Przez już prawie 21 lat działalności absolwenci szkoly dali się poznać na całym niemal świecie. Medale Mistrzostw Polski stały się dla nich codziennością, a były jeszcze przecież liczne sukcesy osiągane na najważniejszych imprezach wioślarskich od Pucharu Narodów, przez mistrzostwa świata po igrzyska olimpijskie. Żadna inna dycyplina sportowa w Płocku nie miała tylu reprezentantów Polski, których dziś właściwie trudno zliczyć.

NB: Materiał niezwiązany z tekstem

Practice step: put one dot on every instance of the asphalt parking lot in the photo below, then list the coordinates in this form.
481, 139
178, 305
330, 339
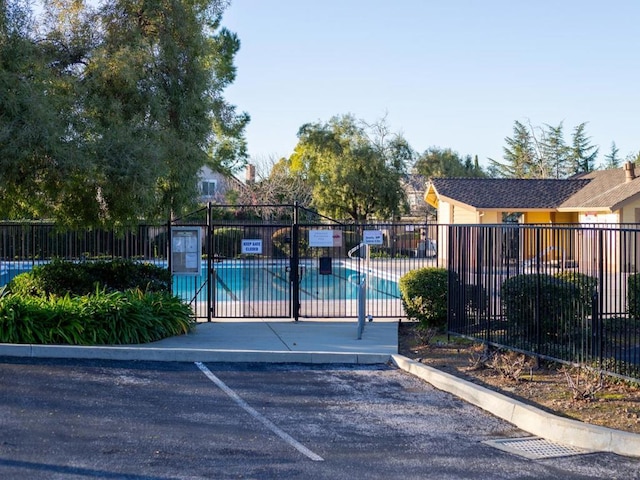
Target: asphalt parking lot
88, 419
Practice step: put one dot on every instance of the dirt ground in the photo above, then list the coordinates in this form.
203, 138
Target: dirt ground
614, 404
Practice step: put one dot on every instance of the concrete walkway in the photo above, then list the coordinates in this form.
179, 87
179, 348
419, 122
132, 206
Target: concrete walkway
335, 341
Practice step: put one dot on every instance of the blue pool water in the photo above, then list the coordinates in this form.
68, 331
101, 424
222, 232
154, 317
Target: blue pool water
264, 281
271, 282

Sukcesy zawodników nie byłyby możliwe, gdyby nie praca znakomitych szkoleniowców z Bohdanem Karwowskim, Grzegorzem Stellakiem i Jerzym Podsędkiem na czele. Z czasem szkoleniem zaczęli zajmować się sami absolwenci. Tu prym wiedzie Jankowski, który nie dość, że w 1999 r. reprezentacyjną ósemkę juniorów doprowadził do mistrzostwa świata, to z powodzeniem kontynuuje karierę z tą osadą wśród seniorów. Efektem był start na igrzyskach w Atenach. Kroku dotrzymują mu młodsi koledzy, m.in. Jacek Karolak, Andrzej Petrykowski czy ostatnio wychowanek Jankowskiego Łukasz Olczak. W ten sposób SMS "produkuje" świetnych sportowców, którzy potem przejmują pałeczkę od swoich nauczycieli. To gwarancja sukcesów na długie lata.

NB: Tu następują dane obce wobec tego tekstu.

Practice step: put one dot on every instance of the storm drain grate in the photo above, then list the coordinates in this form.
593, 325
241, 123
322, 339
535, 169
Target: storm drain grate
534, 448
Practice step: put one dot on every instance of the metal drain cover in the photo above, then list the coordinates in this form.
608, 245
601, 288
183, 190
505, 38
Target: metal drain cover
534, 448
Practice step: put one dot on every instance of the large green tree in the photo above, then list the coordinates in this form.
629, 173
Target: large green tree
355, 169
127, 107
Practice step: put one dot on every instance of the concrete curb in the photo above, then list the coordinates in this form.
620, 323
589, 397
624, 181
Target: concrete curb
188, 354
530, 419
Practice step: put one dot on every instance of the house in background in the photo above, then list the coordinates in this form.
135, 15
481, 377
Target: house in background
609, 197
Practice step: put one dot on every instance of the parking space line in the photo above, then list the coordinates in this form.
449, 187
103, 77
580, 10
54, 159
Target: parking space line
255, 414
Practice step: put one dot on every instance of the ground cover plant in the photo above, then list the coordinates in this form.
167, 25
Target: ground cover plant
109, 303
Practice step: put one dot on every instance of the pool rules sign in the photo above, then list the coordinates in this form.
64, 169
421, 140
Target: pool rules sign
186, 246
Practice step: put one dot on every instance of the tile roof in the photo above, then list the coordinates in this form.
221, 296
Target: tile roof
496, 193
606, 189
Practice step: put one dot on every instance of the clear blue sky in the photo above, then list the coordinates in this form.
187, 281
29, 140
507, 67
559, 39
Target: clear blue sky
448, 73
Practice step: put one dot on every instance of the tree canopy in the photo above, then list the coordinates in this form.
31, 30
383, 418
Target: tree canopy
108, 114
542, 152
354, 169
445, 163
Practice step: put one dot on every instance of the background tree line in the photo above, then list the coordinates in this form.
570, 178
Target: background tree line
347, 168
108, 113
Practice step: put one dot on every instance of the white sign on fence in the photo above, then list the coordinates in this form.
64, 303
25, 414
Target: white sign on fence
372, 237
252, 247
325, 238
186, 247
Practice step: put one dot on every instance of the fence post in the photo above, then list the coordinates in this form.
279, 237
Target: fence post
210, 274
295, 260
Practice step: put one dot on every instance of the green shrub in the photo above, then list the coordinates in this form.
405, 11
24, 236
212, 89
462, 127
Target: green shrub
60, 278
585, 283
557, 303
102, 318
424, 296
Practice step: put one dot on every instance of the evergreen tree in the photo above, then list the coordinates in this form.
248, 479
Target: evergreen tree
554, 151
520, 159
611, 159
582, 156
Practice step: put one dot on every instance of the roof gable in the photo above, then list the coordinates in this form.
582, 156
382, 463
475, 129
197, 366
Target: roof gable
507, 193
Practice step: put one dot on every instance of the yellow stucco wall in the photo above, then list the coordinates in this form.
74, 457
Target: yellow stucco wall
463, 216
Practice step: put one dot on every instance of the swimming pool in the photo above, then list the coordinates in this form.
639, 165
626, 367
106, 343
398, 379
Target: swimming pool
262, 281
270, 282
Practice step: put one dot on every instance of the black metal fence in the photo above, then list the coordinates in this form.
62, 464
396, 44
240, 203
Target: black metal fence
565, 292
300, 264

Na tym nie koniec. Prawie dwa lata temu przy Zespole Szkół Technicznych powstał kolejny SMS specjalizujący się w badmintonie i współpracujący z PZBad i płockimi klubami MUKB MDK i Masovią. Aktualnie trenuje i uczy się w szkole 15 zawodników w trzech klasach gimnazjum i dwóch w liceum, którzy już zdobywają medale. A i na tym nie koniec. W trzech klasach piłkarskich, którym patronuje Wisła Płock, kształci się 70 zawodników. Dla nich wzorem są absolwenci szkoły z Wahanem Geworgianem, Pawłem Sobczakiem czy Sławomirem Peszko, dzisiejsi zawodnicy Wisły, ale uczyli się tu także mistrzowie Europy Wojciech Łobodziński i Marcin Rogalski.

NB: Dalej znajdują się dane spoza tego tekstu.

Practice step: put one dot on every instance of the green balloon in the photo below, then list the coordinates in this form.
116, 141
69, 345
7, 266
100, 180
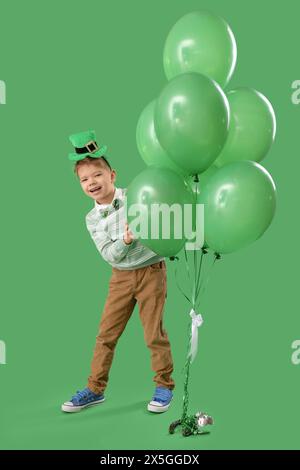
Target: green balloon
239, 205
203, 180
158, 186
252, 127
191, 119
148, 145
196, 188
201, 42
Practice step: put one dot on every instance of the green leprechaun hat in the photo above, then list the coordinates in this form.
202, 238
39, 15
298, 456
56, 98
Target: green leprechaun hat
85, 145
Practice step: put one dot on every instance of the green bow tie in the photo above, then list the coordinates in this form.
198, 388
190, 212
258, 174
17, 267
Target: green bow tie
112, 207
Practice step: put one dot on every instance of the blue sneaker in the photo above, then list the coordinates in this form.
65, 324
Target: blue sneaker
161, 400
82, 400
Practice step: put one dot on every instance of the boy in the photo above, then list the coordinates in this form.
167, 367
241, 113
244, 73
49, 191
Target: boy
138, 275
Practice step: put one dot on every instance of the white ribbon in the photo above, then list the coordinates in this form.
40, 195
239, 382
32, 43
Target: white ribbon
197, 321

- Ale my mamy jeszcze choćby Judytę Olszewską, która wśród tenisistów na wózkach jest 3. juniorką na świecie - wylicza dyrektor SMS Leszek Brzeski. - Nie można też zapomnieć o Łukaszu Przybytku, bojerowym brązowym medaliście mistrzostw świata, czy o Uli Ulińskiej, która zalicza się do ścisłej krajowej czołówki w swojej kategorii wiekowej w jeździectwie, w skokach przez przeszkody. Jesteśmy otwarci na wszystkich sportowców, na ich problemy z treningiem i nauką. Teraz organizujemy nabór do gimnazjum i na spotkaniu 30 marca, będzie się można wszystkiego dowiedzieć o naszej szkole i tym co możemy zaoferować.